Além disso, embora a esquerda reformista como o DSA (Democratic Socialists of America) e a Jacobin Magazine possam agora estar em pé de guerra por causa de Tanden, não vamos esquecer que algumas semanas atrás estavam calados sobre a questão das eleições e exigiram apoio para os Democratas em corridas locais. O conceito de "empurrar Biden para a esquerda" foi usado por certos membros da DSA como se essa estratégia não tivesse falhado em várias ocasiões. Vários líderes socialistas e acadêmicos fizeram campanha ativa por Biden e agora protestam que ele liderará um governo de austeridade. Mas, quando chegarem as próximas eleições, todas essas duras denúncias serão silenciadas e, mais uma vez, a esquerda reformista nos dirá para tapar o nariz e votar em qualquer democrata. "Vote agora, proteste depois" será mais uma vez o lema. Mas não podemos cair nessa de novo.

Joe Biden nomeou Neera Tanden para dirigir o OMB porque é isso que os Democratas fazem. Eles se posicionam como o mal menor durante as eleições e, assim que acabam, atacam a classe trabalhadora e os oprimidos. É o que Obama fez, é o que Clinton fez e é o que Biden está fazendo. E o que o próximo democrata fará também.

Por essa mesma noção, devemos também ter em mente que o problema com a nomeação de Tanden não é pessoal. Não existe pessoa idônea para liderar o OMB, porque sua finalidade é desenhar e executar o orçamento de um Estado capitalista que, por sua própria natureza, atacará a classe trabalhadora.

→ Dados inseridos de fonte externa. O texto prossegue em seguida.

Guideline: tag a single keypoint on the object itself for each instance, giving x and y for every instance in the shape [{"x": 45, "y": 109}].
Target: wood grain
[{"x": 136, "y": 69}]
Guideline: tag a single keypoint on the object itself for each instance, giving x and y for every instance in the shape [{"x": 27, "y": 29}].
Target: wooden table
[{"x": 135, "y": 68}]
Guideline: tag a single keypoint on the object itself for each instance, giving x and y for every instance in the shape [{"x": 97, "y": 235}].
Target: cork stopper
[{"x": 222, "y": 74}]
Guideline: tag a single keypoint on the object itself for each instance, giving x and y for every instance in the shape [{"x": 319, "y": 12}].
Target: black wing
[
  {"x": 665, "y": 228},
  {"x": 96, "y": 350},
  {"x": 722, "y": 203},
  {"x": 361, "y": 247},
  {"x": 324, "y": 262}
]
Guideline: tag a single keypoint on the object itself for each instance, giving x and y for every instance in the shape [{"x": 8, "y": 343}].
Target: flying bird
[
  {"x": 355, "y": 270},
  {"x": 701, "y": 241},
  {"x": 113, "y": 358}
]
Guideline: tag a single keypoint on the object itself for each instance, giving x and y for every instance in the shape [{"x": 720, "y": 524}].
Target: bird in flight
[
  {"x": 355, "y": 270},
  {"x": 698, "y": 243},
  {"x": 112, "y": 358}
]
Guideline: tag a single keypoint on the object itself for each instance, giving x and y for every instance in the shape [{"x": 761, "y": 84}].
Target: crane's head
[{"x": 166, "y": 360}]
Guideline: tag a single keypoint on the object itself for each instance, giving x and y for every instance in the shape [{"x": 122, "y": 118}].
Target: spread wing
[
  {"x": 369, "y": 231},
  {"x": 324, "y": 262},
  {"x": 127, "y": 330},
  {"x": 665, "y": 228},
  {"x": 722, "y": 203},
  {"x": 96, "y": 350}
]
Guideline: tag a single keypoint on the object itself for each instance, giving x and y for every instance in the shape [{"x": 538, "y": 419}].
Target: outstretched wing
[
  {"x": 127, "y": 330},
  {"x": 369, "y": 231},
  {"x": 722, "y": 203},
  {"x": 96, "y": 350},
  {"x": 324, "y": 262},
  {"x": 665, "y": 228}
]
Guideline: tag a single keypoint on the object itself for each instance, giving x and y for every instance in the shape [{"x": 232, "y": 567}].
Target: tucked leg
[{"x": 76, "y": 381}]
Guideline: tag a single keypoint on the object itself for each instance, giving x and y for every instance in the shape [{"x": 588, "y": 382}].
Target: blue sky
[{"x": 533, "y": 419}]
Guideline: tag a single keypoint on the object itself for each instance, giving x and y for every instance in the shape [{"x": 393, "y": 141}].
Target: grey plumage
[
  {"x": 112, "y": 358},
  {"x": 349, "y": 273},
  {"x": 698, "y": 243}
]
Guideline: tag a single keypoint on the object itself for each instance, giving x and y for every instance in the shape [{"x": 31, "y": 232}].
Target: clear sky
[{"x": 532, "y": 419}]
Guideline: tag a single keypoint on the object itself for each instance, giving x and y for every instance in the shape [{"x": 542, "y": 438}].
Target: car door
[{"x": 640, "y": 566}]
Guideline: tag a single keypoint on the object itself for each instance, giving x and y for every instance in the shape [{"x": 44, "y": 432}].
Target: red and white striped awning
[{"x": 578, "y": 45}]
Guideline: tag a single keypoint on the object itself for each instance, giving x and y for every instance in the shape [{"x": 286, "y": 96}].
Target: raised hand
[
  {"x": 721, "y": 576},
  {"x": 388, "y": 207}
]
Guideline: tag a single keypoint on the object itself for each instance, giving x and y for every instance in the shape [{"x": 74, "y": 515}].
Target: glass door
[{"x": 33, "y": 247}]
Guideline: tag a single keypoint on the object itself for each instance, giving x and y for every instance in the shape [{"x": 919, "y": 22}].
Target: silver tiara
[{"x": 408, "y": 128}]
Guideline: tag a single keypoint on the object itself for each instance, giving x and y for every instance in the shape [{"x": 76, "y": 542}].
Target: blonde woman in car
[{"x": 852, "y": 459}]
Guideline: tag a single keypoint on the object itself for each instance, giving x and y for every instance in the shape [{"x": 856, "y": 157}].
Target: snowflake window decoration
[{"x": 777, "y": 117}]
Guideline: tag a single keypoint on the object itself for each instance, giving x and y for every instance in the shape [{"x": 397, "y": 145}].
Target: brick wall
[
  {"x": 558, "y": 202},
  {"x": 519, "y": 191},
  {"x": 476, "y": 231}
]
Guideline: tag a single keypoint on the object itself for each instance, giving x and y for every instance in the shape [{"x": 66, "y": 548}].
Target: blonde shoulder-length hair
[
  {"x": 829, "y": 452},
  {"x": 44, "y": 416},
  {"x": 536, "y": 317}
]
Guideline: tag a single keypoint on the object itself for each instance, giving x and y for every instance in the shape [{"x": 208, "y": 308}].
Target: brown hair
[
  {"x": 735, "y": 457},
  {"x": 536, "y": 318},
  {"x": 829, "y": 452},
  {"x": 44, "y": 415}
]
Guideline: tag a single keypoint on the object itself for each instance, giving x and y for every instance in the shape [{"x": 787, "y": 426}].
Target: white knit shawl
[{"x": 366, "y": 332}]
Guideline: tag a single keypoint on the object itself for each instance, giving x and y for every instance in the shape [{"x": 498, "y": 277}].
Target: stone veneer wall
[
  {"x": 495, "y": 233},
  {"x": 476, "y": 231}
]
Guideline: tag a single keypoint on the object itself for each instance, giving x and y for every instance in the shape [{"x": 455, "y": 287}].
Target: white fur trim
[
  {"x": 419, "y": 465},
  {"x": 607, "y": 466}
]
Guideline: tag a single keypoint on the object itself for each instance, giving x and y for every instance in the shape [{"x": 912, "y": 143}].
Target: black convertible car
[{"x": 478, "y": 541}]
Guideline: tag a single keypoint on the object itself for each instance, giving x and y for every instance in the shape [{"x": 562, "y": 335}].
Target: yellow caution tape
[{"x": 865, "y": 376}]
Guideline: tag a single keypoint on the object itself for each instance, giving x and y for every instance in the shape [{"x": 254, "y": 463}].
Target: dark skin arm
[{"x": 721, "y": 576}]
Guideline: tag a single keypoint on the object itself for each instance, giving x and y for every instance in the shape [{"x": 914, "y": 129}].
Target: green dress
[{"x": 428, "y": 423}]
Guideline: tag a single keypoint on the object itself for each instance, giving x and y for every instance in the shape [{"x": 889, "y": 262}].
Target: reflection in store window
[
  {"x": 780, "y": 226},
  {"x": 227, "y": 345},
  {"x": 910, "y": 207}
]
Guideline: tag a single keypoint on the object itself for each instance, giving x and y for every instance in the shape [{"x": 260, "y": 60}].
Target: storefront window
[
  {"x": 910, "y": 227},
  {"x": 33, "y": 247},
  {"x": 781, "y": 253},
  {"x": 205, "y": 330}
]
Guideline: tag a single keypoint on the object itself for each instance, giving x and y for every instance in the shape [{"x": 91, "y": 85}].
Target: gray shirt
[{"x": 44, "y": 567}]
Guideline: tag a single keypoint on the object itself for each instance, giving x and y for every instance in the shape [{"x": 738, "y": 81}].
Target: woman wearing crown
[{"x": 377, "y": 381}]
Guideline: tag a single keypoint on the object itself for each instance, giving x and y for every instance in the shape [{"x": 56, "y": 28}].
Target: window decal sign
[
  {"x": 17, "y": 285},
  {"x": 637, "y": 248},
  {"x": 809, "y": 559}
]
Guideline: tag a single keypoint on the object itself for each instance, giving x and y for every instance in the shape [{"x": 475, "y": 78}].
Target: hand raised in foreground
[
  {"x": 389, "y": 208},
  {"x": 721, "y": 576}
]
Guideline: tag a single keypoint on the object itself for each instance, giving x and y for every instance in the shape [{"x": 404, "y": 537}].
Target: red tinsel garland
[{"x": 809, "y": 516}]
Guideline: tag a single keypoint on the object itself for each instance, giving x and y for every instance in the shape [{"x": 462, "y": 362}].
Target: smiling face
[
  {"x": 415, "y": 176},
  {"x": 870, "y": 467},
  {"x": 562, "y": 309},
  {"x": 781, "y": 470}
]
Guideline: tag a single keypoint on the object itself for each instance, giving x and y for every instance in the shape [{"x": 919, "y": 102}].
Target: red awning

Como chefe do OMB, Tanden será, sem dúvida, uma figura pró-capitalista, mas mesmo se Bernie Sanders ou qualquer outro membro da ala progressista do Partido Democrata fosse nomeado para essa posição, eles ainda serviriam aos interesses do capital, apenas de uma forma diferente. Proteger o capitalismo é fundamental para a natureza dessa posição e para a natureza do governo Biden. Os orçamentos de Biden nunca desafiarão o capitalismo, porque Biden foi eleito para restaurar a estabilidade do capitalismo americano. Ele conseguiu mais doadores bilionários para sua campanha do que Trump, ganhou mais apoios de grandes empresas e disse a seus doadores corporativos que "nada mudaria fundamentalmente". Agora, como presidente eleito, ele está mostrando que isto funciona assim. Não podemos nos enganar pensando que um governo Biden poderia produzir um orçamento pró-classe trabalhadora.

A estratégia de empurrar o Partido Democrata para a esquerda falhou completamente e o sistema continua no controle. Tanden pode ser uma das primeiras inimigas à esquerda a ser anunciada, mas certamente não será a última. Biden está enchendo seu governo de direitistas que bloquearão qualquer reforma progressista e implementarão uma austeridade brutal, sem pestanejar. É isso o que os Democratas fazem e não podemos manter ilusões a respeito.